Privacy Policy

1000D Technology (Pvt) Ltd ("the Company," "we," "our," or "us") is committed to safeguarding the privacy and protecting the personal data of our clients, users, employees, and partners. This Privacy Policy outlines our comprehensive approach to data governance and compliance, specifically aligning with the Personal Data Protection Act, No. 9 of 2022 (PDPA) of the Democratic Socialist Republic of Sri Lanka, its subsequent amendments, and international data protection standards.

• Personal Data: Any information relating to an identified or identifiable natural person (the "Data Subject").
• Data Controller: 1000D Technology (Pvt) Ltd, which determines the purposes and means of the processing of personal data.
• Data Processor: Any natural or legal person, public authority, agency, or other body which processes personal data on behalf of the Data Controller.

We process all personal data in strict adherence to the following core principles:

• Lawfulness, Fairness, and Transparency: Data is processed lawfully and transparently.
• Purpose Limitation: Data is collected for specified, explicit, and legitimate purposes.
• Data Minimization: Data collection is adequate, relevant, and limited to what is strictly necessary.
• Accuracy: Data is kept accurate and up to date.
• Storage Limitation: Data is retained only for as long as necessary for the defined purposes.
• Integrity and Confidentiality: Data is processed in a manner that ensures appropriate security against unauthorized or unlawful processing, accidental loss, destruction, or damage.

In the course of our software engineering and business operations, we may collect:

• Identity & Contact Data: Names, official identification numbers, email addresses, billing addresses, and telephone numbers.
• Technical & Usage Data: IP addresses, authentication credentials, browser types, operating systems, and interaction metrics with our digital platforms and software solutions.
• Commercial & Project Data: Information related to client projects, source code repositories, software architecture plans, and service agreements.

We process your personal data only when we have a valid legal ground, which includes:

• Consent: You have given clear, explicit consent for a specific purpose.
• Contractual Necessity: Processing is necessary for the performance of a contract to which you are a party (e.g., a Master Service Agreement or Software Development Agreement).
• Legal Obligation: Processing is necessary for compliance with a legal or regulatory obligation under Sri Lankan law.
• Legitimate Interests: Processing is necessary for our legitimate corporate interests, provided your fundamental rights and freedoms do not override those interests.

Under the PDPA of Sri Lanka, you are entitled to exercise the following rights regarding your personal data:

• Right of Access: To request confirmation of whether your data is being processed and to obtain a copy of it.
• Right to Rectification: To request the correction of inaccurate or incomplete data.
• Right to Erasure (Right to be Forgotten): To request the deletion of your data under specific conditions.
• Right to Withdraw Consent: To withdraw previously granted consent at any time without affecting the lawfulness of processing based on consent before its withdrawal.
• Right to Object: To object to processing, including profiling and automated individual decision-making.
• Right to Appeal: To lodge a complaint or appeal with the Data Protection Authority of Sri Lanka if you believe your data privacy rights have been infringed.

We implement state-of-the-art technical and organizational measures to ensure a level of security appropriate to the risk.
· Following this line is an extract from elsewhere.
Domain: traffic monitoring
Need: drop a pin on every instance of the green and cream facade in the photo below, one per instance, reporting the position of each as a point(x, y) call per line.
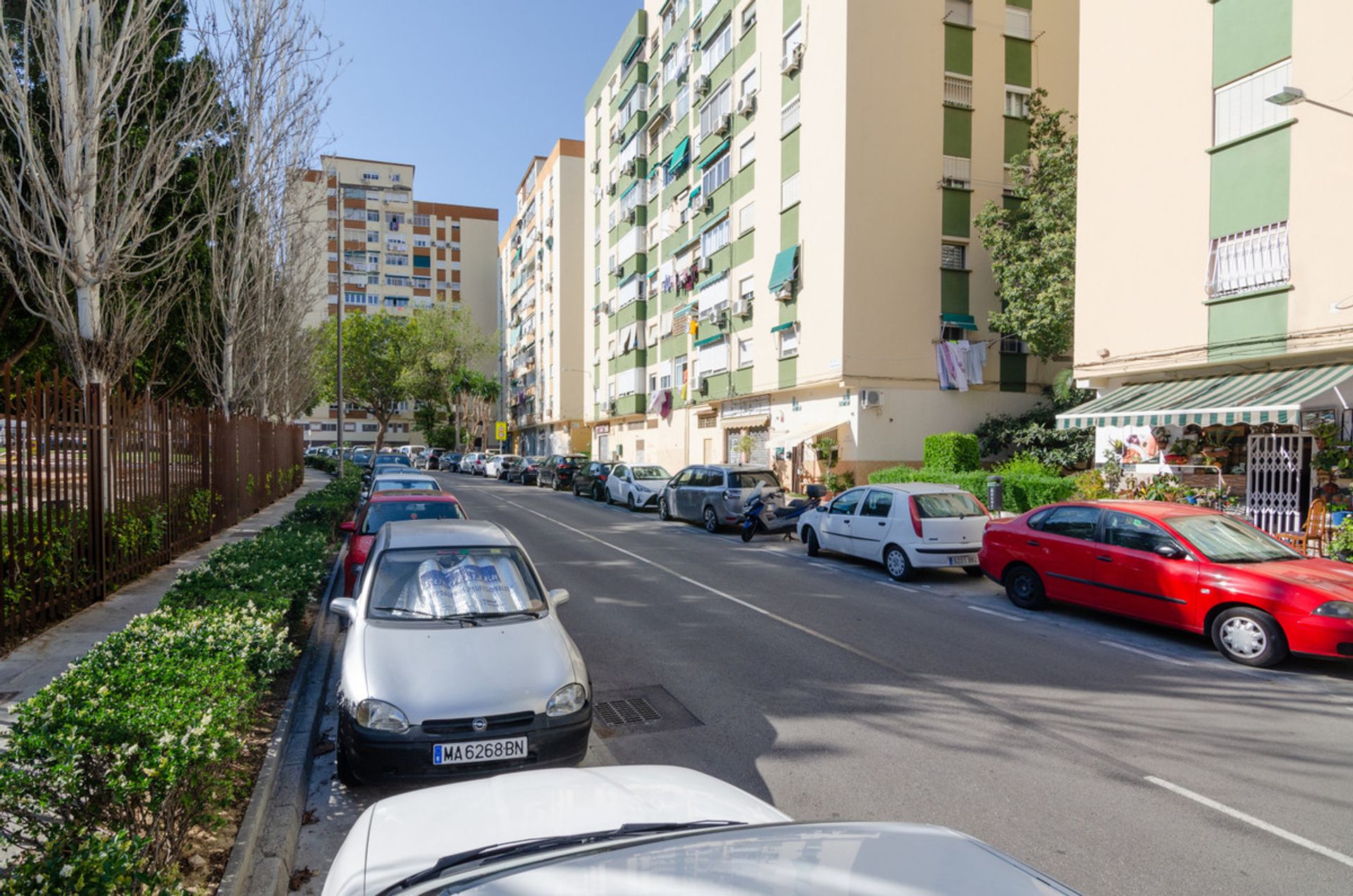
point(779, 223)
point(1210, 280)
This includes:

• End-to-end encryption for data in transit and at rest.
• Strict Role-Based Access Control (RBAC) and Multi-Factor Authentication (MFA) for our internal infrastructure.
• Regular vulnerability assessments, penetration testing, and code audits.
• A comprehensive Data Protection Management Programme (DPMP) overseen by our leadership.

As a modern software engineering firm, we utilize secure, globally distributed cloud infrastructure. Any cross-border data transfers are executed in strict compliance with the PDPA, ensuring that receiving jurisdictions or entities provide adequate data protection safeguards, or through alternative compliant mechanisms such as explicit consent or contractual necessities.

We retain personal data only for the duration strictly necessary to fulfill the purposes for which it was collected, or to comply with applicable legal, tax, or regulatory retention requirements. Upon the expiration of the retention period, data is securely and permanently destroyed or anonymized.

This Privacy Policy is subject to periodic review and updates to ensure continuous compliance with evolving legal frameworks and technological advancements. Substantive changes will be communicated through our official channels, with the "Effective Date" amended accordingly.